Les célébrations qui viennent de se passer à Verdun font prendre conscience que la réconciliation franco-allemande, impensable il y a cent ans, a pourtant bel et bien eu lieu. Et voilà qui, d’un coup, fait sentir ce qu’est la brèche de l’espérance quand rien ne semble possible. Au-delà même du rêve et de l’imagination, tout ce qu’il faut traverser de violence, de résistance, ce qu’il faut mettre en œuvre pendant cent ans de renoncement, de conversion, d’alliances politiques et économiques, mais aussi de gestes humbles et patients, accueillir chez soi des familles qui autrefois étaient l’ennemi. Si la réconciliation a été possible ici, alors l’inespéré pourra se produire ailleurs, sur d’autres terres ensanglantées, mais ce ne sera jamais sans l’acharnement de ceux qui ne regardent pas leurs frères d’abord comme des ennemis.

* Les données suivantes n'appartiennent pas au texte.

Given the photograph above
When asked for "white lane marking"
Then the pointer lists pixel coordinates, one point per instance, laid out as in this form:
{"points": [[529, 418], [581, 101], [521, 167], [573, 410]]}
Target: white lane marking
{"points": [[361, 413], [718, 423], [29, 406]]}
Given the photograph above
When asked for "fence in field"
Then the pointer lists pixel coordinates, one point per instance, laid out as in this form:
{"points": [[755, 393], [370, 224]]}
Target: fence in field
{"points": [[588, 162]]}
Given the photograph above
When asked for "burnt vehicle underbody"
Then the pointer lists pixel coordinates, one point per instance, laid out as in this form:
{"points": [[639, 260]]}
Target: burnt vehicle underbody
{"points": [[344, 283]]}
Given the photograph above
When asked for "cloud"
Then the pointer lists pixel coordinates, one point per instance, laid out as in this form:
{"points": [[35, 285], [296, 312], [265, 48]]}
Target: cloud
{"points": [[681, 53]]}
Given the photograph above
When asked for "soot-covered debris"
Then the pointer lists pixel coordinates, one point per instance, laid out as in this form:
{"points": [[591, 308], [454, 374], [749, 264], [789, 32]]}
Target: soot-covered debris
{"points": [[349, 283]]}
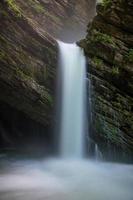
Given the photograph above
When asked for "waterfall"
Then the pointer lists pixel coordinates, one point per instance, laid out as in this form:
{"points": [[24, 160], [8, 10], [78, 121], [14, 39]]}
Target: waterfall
{"points": [[72, 72]]}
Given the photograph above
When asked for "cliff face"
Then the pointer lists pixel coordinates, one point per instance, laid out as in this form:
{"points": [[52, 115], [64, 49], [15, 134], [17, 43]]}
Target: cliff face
{"points": [[109, 48], [28, 59], [63, 19]]}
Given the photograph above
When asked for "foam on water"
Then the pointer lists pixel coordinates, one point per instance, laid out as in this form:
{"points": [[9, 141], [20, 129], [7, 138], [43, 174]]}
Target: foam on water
{"points": [[55, 179]]}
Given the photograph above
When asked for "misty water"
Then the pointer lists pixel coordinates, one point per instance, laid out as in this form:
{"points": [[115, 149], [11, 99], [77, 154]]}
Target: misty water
{"points": [[69, 176]]}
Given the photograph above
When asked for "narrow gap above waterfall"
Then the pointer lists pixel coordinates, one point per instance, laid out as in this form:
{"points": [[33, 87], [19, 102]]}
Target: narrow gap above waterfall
{"points": [[66, 100]]}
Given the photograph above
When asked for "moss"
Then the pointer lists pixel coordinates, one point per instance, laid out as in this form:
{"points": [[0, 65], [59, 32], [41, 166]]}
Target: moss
{"points": [[129, 56], [115, 71], [12, 5], [36, 6], [107, 130], [98, 63], [106, 3], [21, 73], [102, 37]]}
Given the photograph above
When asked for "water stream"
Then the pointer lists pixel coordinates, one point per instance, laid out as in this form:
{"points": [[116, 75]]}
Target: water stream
{"points": [[70, 176], [72, 69]]}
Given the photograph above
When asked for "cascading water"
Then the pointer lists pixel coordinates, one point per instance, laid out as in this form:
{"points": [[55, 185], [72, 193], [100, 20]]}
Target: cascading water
{"points": [[65, 179], [72, 69]]}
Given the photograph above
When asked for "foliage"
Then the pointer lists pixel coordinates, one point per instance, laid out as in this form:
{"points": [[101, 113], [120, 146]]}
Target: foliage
{"points": [[106, 3], [12, 5], [129, 55], [102, 37], [98, 63], [115, 71], [36, 6]]}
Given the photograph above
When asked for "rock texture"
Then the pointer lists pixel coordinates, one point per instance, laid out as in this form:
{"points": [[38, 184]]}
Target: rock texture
{"points": [[109, 48], [28, 56], [63, 19]]}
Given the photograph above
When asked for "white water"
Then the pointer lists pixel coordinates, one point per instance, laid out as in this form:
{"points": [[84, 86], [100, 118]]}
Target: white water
{"points": [[67, 179], [72, 69]]}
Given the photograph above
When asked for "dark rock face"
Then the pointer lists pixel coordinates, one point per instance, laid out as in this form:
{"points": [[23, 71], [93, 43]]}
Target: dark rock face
{"points": [[27, 66], [109, 46], [28, 59], [65, 20]]}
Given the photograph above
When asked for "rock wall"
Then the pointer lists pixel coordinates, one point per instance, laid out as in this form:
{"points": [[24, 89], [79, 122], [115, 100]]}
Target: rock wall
{"points": [[28, 60], [109, 48]]}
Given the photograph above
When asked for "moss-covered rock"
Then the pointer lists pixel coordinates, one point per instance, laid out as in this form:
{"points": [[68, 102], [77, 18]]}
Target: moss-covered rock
{"points": [[109, 46]]}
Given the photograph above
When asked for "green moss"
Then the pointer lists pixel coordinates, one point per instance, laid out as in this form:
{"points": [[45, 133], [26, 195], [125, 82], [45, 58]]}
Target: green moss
{"points": [[107, 130], [115, 71], [102, 37], [98, 63], [106, 3], [129, 56], [12, 5], [35, 4]]}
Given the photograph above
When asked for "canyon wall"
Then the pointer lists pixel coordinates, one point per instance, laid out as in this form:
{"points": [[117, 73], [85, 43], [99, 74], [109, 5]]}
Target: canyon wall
{"points": [[109, 49]]}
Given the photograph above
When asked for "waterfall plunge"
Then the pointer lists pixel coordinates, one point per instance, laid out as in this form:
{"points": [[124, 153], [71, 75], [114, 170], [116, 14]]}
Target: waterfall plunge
{"points": [[72, 72]]}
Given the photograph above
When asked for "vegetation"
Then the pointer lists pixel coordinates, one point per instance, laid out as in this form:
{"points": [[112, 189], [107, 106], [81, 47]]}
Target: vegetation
{"points": [[115, 71], [106, 3], [129, 56], [36, 6], [102, 37], [98, 63], [12, 5]]}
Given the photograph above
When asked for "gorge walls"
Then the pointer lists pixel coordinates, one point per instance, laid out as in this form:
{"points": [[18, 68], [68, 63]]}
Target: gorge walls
{"points": [[28, 59], [109, 48]]}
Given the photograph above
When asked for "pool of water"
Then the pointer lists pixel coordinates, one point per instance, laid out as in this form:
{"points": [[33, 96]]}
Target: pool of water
{"points": [[55, 179]]}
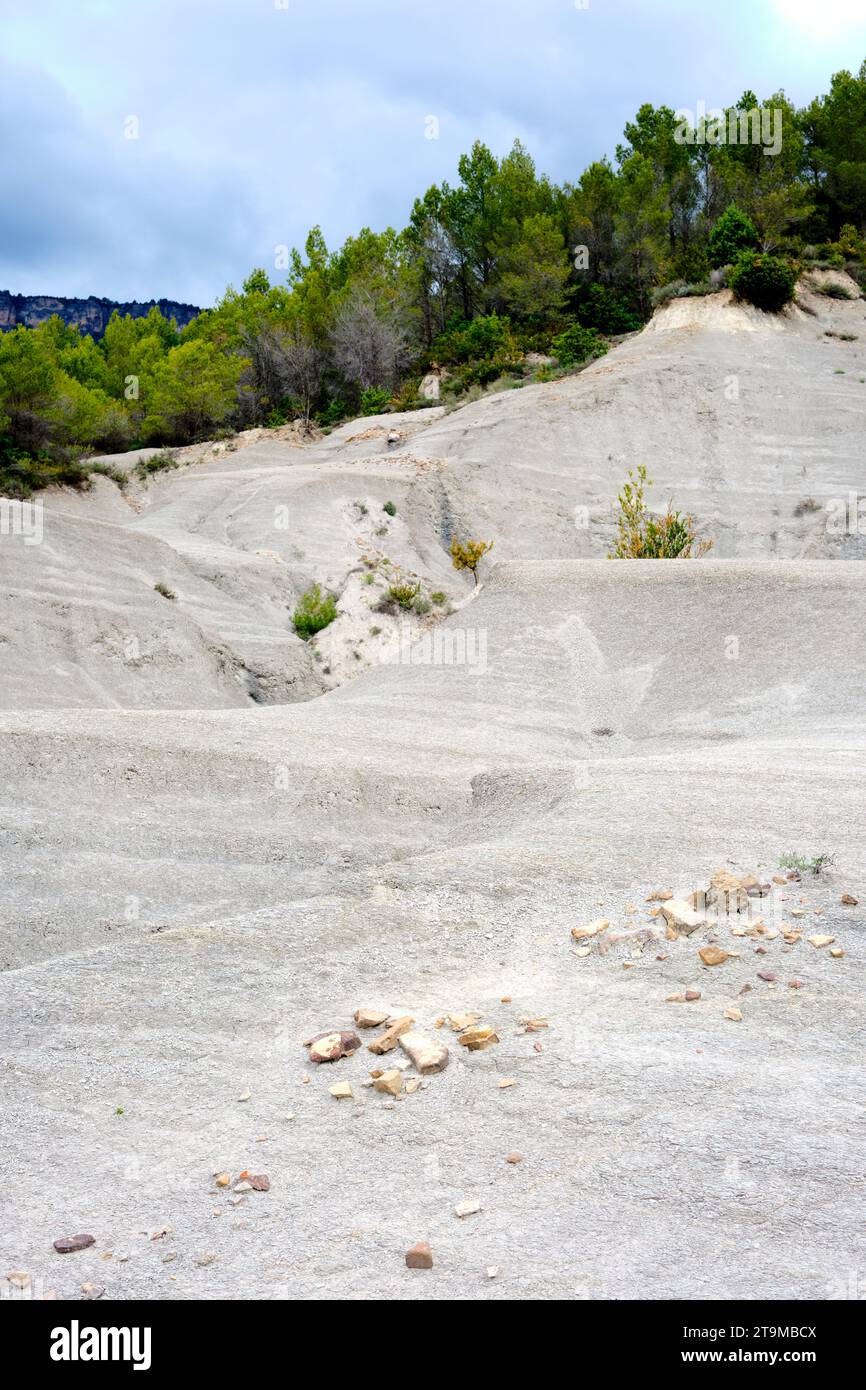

Aujourd’hui, en Syrie, dans des cités dévastées où les armes n’en finissent plus de tuer et d’opposer des familles déchirées, des religieuses et religieux scolarisent plus de 3 000 enfants sunnites, chiites et chrétiens d’Églises diverses. Ils apprennent, lisent, chantent, jouent ensemble, prient, dans l’espoir que, lorsque des aînés leur mettront une arme dans les mains, ils refusent d’en faire usage et se souviennent des liens tissés avec ceux qui ne sont déjà plus leurs ennemis. La paix commence ici, au cœur de la guerre et de la violence. Les prophéties d’Isaïe, « le loup habitera avec l’agneau » (Is 11,6), ne sont pas d’un inaccessible futur. À Verdun, avec des milliers de jeunes, on en a célébré déjà un peu l’histoire, bien réelle. En Syrie, quelques enfants entourés de personnes de bonne volonté défient l’inespéré et fondent une histoire fraternelle, promesse bien réelle de réconciliation.